Published online by Cambridge University Press: 08 September 2009
INTRODUCTION
The substantive principles of international law for which the Trail Smelter arbitration has come to serve as shorthand are widely viewed as the foundation stones on which all international environmental law is constructed. Such expansive, almost mythological claims for the Trail Smelter case have, in due course, invited severe criticism. Still, the Trail Smelter principles persist in international instruments, casebooks, and scholarly footnotes, as the “locus classicus” of international environmental law. So it is not at all surprising that one need only scratch the surface to find trace elements of these Trail Smelter principles in the global climate change regime, where they make their most conspicuous appearance in the preamble to the United Nations Framework Convention on Climate Change (UNFCCC).
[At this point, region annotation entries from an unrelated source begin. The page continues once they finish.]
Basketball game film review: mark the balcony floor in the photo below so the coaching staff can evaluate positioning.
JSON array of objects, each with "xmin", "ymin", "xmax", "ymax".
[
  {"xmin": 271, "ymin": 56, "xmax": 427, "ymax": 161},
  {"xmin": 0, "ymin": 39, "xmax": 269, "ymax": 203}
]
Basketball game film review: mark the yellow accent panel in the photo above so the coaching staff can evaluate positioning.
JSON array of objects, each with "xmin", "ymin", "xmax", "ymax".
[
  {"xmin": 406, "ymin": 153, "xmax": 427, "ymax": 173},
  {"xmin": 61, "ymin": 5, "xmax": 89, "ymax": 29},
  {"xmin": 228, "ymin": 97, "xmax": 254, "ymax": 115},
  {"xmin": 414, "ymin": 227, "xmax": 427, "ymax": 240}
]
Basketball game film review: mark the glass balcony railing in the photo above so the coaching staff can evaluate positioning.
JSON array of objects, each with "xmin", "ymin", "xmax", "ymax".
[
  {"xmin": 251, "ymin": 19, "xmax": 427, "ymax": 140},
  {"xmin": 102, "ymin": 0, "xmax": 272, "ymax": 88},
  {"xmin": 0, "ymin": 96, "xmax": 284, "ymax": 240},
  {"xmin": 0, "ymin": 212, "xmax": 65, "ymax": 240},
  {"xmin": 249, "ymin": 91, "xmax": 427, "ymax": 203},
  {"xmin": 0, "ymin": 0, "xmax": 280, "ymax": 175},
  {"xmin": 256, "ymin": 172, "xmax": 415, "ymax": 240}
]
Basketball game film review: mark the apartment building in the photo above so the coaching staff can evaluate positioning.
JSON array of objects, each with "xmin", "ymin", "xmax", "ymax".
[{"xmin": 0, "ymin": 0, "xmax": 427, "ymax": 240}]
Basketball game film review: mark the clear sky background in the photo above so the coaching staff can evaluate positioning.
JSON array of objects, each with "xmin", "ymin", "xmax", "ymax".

Critics challenging the doctrinal significance of the Trail Smelter arbitration rightly warn against making too much of such manifestations of the Trail Smelter principles. Indeed, Trail probably had very little influence on the substantive norms forming the global climate change regime. But, as John Wirth noted in Smelter Smoke in North America, the Trail Smelter arbitration is about much more than the heavily debated principles of limited territorial sovereignty and polluter liability. “The main issues of the case,” Wirth complained, “have been otherwise ignored or obscured by the conventional wisdom about Trail's [doctrinal] significance.” Several facets of the Trail Smelter arbitration, beyond the eponymous principles, suggest surprising and important links between Trail, the global climate change regime, and international environmental law in general.